中西:それと最近はコンサートも色々なスタイルがあるので、地元の食材を使った料理を食べながら、お酒を飲みながら楽しむ進化したディナーショーのような形式もあると思います。食もあれば音楽以外の文化もある、というイベントもいくつか考えているんです。
石破:山梨県に北杜市という場所がありますが、そこは東京ディズニーランドと契約していて、お米や野菜、果物などの食材を提供しているんです。その次に地元の人達が考えているのは、地方の農村をディズニーランドが運営したらどうなるかということなんですよ。つまり東京ディズニーランドは、つくり物の山があって、つくり物の川があって、つくり物の動物がいて成り立っているわけですが、それが本物の山と本物の川と本物の動物になったら……という試みなんです。私はジビエ議連の会長でもありますが、地方にある豊かな自然をどう活かすかは大事だと考えています。ライブとスポーツがあって、そこに食と自然があるとなれば、付加価値をつけられますよね。それこそライブ・エンタテインメントは付加価値のかたまりのようなものですから、地方創生にはぴったりだと思います。

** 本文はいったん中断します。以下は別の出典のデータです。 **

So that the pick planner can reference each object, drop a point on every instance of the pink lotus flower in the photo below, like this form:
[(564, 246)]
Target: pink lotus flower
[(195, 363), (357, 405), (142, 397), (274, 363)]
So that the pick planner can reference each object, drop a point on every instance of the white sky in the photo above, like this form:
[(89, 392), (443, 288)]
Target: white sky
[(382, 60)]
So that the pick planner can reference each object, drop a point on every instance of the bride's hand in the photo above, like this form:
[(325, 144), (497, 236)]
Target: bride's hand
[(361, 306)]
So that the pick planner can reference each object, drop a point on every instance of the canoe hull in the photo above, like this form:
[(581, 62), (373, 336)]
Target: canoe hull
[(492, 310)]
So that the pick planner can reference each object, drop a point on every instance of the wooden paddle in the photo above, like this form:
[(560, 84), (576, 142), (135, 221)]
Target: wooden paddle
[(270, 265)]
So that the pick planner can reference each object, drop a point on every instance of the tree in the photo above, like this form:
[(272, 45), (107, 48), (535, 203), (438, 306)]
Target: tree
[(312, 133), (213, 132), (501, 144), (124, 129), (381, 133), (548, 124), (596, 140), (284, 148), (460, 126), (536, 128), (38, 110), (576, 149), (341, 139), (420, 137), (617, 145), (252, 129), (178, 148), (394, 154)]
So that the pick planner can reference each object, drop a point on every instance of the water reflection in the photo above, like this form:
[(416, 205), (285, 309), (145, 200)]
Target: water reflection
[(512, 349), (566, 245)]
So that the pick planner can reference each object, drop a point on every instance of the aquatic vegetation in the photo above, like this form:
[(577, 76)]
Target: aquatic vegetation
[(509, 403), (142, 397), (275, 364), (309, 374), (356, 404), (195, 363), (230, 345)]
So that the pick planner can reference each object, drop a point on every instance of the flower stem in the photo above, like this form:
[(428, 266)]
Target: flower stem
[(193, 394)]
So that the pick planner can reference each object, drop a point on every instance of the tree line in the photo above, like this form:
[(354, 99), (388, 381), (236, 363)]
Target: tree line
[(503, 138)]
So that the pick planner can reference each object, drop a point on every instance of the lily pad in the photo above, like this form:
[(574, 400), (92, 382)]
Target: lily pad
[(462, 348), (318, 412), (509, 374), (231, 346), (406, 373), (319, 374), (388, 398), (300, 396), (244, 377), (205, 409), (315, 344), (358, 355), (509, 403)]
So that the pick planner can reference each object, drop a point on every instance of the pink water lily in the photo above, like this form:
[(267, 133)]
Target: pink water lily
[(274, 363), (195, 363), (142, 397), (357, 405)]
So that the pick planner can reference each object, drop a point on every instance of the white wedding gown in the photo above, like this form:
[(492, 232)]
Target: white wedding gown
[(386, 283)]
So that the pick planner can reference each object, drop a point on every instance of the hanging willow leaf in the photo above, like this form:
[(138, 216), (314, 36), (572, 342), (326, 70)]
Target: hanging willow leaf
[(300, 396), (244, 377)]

中西:石破先生の地方創生論から、地方というキーワードがグッと高まってきて、ベンチャー企業を中心に様々な試みが始まっています。もちろん、うまくいっていることもあれば、うまくいってないこともあります。そんな中でライブ・エンタテインメントがどんな役割を果たせるのか、議連の皆さんともぜひ話し合いたいですね。そのためにもフェスの現状や経済効果のデータをまとめて出したいと思います。
石破:それは有意義な場になると思います。